Sixty-two of the projects that have been completed so far, totalling $16 million in costs, will save the city $2.3 million each year, and reduce the city’s greenhouse emission by 8,600 metric tons, according to a press release.
The projects are part of the sustainability program PlaNYC, aimed at reducing the greenhouse gas emissions of city government buildings and operations by 30 percent in 2017, equalling 1.68 million metric tons of CO2.
The program was launched in 2007 by the mayor. Part of the plans are to upgrade the city’s lighting, and heating and cooling systems in schools, sanitation garages, police precincts, and cultural facilities.

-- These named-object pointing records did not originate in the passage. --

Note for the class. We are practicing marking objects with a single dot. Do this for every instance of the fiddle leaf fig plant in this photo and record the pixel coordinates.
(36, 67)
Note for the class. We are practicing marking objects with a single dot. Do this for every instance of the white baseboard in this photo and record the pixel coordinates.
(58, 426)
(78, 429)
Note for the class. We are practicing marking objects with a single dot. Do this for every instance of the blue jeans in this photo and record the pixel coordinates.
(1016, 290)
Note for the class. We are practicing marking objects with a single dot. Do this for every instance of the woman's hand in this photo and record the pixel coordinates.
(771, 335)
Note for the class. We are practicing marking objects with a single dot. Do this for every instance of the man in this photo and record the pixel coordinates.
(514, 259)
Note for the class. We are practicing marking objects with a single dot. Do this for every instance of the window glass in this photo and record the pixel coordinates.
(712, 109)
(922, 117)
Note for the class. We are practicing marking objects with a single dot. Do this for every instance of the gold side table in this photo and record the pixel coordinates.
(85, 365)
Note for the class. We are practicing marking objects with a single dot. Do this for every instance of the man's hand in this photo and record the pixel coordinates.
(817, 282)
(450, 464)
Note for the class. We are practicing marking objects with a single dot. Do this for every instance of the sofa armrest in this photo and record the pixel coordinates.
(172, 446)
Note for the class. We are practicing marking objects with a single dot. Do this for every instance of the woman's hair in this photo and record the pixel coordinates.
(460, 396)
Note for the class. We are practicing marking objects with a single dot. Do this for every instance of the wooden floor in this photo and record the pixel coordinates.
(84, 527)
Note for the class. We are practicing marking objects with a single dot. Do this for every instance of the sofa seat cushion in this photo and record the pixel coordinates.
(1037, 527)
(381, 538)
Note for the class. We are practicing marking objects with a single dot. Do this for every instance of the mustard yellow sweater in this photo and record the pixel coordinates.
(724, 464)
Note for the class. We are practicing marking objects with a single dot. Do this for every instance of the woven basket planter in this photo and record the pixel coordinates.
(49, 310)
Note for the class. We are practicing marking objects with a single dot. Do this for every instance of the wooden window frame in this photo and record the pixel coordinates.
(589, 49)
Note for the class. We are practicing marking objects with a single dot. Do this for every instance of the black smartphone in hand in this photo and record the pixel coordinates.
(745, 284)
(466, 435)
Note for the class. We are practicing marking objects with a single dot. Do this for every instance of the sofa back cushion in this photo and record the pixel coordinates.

“Seventy-five percent of our overall carbon emissions come from buildings, older buildings are a major source of those emissions, and we have reduced them with energy-saving retrofits that will pay for themselves,” said Bloomberg in the press release.
In October 2007 it was decided that 10 percent of the city’s energy budget, between $80 and $100 million a year is used to reach the greenhouse emissions goal.
The total costs for the whole project are estimated at $2.3 billion, spent over a nine year period.
So far over $900 million has been committed by the city. In November the city received $87 million of funds as part of the Federal stimulus money.
Part of the federal funds is aimed at the implementation of new technologies to reduce energy consumption. The city is now looking into the possibility to use combined heat and power technologies in its highest energy-consuming city facilities.
The use of the funds also includes the installation of fuel catalysts and economizers at 200 schools to reduce fuel use.
Bloomberg will attend the U.N. Climate Change Conference in Copenhagen later this month, presenting the PlaNYC program.
“In Copenhagen, I look forward to learning what other world cities are doing to reduce emissions, and also letting them know about the successes we have had with our PlaNYC projects,” said Bloomberg.